Rick Moen rick at linuxmafia.com
Wed Jan 9 07:45:56 UTC 2008


Quoting John Cowan (cowan at ccil.org):

["FLOSS"]

> I wasn't proposing that the term be used, simply noting that it is in
> fact in use.

Fair enough.  I just wanted to discourage its adoption -- er, make that
"suggest its eradication"; the drawbacks seem obvious to me, but it
can't hurt to mention them.

> Apparently the term "FOSS software" has 43 kghits compared
> to only 6 kghits for "FLOSS software", so if you prefer that version of
> the acronym, by all means use it.  

That has all the same "negative marketing" consequences as "FLOSS",
evading only the accidental comedy about dental hygeine. 

No, personally, when I wish to talk about free / open-source software, I
just say "free / open-source software".


> RMS seems to disagree with you (and me); he feels it quite appropriate
> to tell people not to use proprietary software on a number of different
> grounds, partly depending on which people they are.  And he is the
> unquestioned ideological leader of the Free Software movement (a role
> with no current counterpart in the Open Source movement, significantly).

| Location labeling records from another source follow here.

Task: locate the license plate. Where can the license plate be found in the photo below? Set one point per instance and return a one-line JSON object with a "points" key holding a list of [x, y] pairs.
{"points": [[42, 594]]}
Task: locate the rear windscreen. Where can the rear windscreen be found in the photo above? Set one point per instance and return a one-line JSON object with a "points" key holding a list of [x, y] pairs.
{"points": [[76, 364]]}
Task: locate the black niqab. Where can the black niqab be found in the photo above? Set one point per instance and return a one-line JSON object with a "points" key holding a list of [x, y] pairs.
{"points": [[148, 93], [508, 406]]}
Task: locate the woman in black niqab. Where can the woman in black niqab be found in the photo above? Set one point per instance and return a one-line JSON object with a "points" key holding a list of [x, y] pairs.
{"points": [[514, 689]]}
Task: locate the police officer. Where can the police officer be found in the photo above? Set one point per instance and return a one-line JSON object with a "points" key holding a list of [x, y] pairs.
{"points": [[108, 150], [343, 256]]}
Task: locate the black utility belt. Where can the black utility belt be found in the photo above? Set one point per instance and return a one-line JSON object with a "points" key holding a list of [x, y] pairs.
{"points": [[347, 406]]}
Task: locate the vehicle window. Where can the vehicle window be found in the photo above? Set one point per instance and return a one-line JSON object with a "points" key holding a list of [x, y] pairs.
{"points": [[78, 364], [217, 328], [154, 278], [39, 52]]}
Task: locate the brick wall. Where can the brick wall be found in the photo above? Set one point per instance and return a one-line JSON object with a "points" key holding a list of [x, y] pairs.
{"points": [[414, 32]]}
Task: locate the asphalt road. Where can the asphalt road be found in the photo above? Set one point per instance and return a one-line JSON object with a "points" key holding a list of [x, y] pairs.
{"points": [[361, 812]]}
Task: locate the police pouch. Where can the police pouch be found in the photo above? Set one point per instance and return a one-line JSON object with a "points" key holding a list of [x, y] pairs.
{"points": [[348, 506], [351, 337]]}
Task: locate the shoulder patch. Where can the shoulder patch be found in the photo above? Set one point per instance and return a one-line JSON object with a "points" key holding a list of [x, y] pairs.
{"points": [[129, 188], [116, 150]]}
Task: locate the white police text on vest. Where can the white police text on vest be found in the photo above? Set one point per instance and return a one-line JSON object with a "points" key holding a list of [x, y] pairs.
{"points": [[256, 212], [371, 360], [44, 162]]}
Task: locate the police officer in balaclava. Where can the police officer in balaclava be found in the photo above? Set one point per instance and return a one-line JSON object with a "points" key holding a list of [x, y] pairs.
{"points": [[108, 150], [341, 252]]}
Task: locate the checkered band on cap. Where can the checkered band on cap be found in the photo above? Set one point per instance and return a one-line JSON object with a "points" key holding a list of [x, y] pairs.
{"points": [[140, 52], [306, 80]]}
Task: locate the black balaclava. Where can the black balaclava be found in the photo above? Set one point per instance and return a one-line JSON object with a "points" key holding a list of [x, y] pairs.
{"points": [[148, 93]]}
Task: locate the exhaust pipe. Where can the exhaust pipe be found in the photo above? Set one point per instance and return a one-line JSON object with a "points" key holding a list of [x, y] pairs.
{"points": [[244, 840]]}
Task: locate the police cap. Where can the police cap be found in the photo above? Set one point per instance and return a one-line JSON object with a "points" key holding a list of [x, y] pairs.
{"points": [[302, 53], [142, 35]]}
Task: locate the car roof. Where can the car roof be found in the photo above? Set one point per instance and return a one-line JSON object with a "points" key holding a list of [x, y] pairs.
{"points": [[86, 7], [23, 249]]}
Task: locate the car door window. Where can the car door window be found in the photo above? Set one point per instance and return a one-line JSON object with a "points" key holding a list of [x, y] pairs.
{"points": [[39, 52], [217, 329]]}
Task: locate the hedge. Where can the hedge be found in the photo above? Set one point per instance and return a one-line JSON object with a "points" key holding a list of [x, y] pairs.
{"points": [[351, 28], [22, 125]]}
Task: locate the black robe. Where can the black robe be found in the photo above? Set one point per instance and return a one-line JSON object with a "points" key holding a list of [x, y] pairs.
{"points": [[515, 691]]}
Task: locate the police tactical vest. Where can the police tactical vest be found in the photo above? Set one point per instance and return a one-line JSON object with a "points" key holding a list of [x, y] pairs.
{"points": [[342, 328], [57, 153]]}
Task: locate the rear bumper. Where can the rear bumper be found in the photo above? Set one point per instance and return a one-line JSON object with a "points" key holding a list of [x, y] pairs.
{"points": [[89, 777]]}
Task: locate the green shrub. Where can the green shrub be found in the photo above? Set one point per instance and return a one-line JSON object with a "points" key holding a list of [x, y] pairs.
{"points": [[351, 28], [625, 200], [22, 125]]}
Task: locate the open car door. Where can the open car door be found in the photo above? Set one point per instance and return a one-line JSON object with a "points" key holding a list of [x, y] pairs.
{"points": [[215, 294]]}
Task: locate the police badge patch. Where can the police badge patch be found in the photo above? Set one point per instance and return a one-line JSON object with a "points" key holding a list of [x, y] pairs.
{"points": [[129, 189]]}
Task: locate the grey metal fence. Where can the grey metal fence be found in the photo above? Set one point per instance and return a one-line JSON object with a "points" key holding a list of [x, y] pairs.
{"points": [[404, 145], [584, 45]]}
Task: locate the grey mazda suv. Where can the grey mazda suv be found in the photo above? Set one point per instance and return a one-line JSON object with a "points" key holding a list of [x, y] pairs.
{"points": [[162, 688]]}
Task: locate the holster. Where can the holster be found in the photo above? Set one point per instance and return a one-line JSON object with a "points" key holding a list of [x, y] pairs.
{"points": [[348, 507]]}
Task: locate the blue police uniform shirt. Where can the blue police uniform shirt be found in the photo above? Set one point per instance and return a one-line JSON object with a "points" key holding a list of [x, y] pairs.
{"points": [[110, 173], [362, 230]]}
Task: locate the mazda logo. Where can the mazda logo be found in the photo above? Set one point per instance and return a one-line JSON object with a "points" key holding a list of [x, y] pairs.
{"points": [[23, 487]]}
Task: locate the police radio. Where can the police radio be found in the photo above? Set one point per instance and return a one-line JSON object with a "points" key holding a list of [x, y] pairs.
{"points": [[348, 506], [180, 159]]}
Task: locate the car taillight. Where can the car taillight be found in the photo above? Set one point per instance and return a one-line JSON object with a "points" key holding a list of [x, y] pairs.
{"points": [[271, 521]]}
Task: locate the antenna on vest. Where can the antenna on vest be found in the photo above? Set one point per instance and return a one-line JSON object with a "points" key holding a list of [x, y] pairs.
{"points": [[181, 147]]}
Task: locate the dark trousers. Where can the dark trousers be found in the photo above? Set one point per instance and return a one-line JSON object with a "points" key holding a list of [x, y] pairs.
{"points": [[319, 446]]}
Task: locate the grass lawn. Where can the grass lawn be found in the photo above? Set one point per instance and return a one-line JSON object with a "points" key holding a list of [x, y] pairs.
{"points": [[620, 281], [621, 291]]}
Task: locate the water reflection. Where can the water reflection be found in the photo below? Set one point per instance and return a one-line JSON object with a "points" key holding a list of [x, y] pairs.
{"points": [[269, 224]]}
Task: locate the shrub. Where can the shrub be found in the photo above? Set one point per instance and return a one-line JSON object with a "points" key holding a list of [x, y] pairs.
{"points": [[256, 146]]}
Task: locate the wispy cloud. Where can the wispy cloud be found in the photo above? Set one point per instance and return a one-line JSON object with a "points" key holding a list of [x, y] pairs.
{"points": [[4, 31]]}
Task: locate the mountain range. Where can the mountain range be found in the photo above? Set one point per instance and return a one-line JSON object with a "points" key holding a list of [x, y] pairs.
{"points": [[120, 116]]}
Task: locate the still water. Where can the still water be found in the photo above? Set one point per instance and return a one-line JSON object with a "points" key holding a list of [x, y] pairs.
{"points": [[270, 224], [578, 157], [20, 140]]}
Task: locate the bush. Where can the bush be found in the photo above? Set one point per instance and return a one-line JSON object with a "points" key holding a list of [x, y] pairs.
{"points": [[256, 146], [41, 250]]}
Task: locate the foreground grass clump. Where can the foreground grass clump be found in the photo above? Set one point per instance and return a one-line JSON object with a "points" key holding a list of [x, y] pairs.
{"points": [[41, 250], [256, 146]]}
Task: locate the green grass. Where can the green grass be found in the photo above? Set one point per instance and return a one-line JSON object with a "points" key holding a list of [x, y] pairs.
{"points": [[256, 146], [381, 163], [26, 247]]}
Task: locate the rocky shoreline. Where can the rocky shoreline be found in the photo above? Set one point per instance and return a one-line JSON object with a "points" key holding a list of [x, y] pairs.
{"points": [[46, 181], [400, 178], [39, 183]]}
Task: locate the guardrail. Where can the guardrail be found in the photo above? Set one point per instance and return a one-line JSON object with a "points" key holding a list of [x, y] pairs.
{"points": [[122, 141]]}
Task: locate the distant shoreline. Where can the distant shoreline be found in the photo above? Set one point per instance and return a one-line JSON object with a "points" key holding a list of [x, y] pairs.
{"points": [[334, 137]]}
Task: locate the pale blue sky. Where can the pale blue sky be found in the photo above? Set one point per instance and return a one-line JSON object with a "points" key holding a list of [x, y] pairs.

Acknowledged -- and he's a friend of mine whom I've had as a houseguest
numerous times -- but I think it would be remiss of me to allow that 
implication that he speaks for me in that particular, as in some others,
to pass without dissenting comment.

There _are_ circumstances and ways in which letting people know about
the inherent drawbacks of proprietary code _does_ work -- and (as I hope
you'll spot as a recurring theme) doing that is equally an open-source
gesture as a free-software one.  I merely note that the particular
action you cite -- licence advocacy -- doesn't work, and is a bad idea
primarily for that reason.


> It is evident, though, that some proprietary software has no FOSS
> counterpart, or only a technically inferior one..  In that case, do you
> or do you not recommend its use?

I'm really not actually trying to be coy, here, but -- the question
doesn't tend to arise.  I'd speculate that other people for whom it
does, must be going out of their way to find opportunities to comment on
other people's business, and I rarely do.  That is, I cannot offhand
recall a single occasion on which someone asked my opinion on such a
choice, nor did I volunteer it.

I _can_ say that I adopted Mozilla Communicator for Linux (as opposed to
merely playing with it) around when it hit 0.9.0 in place of proprietary
alternatives (primarily Netscape Communicator) despite it being a beta
and theoretically rather raw code, and that part of the attraction was
that it removed the final piece of proprietary code from my workstation.
I'll also add that I've on a number of occasions eschewed an entire
category of software that's available only in proprietary form (e.g.,
Google Earth and similar things, and any number of Web 2.0
contraptions), and not been willing to consider those categories until
there are open-source offerings.  Whether that's an ideological or
practical preference is a matter of perspective -- and, more to the
point, is equally an open source position as it is a free-software one.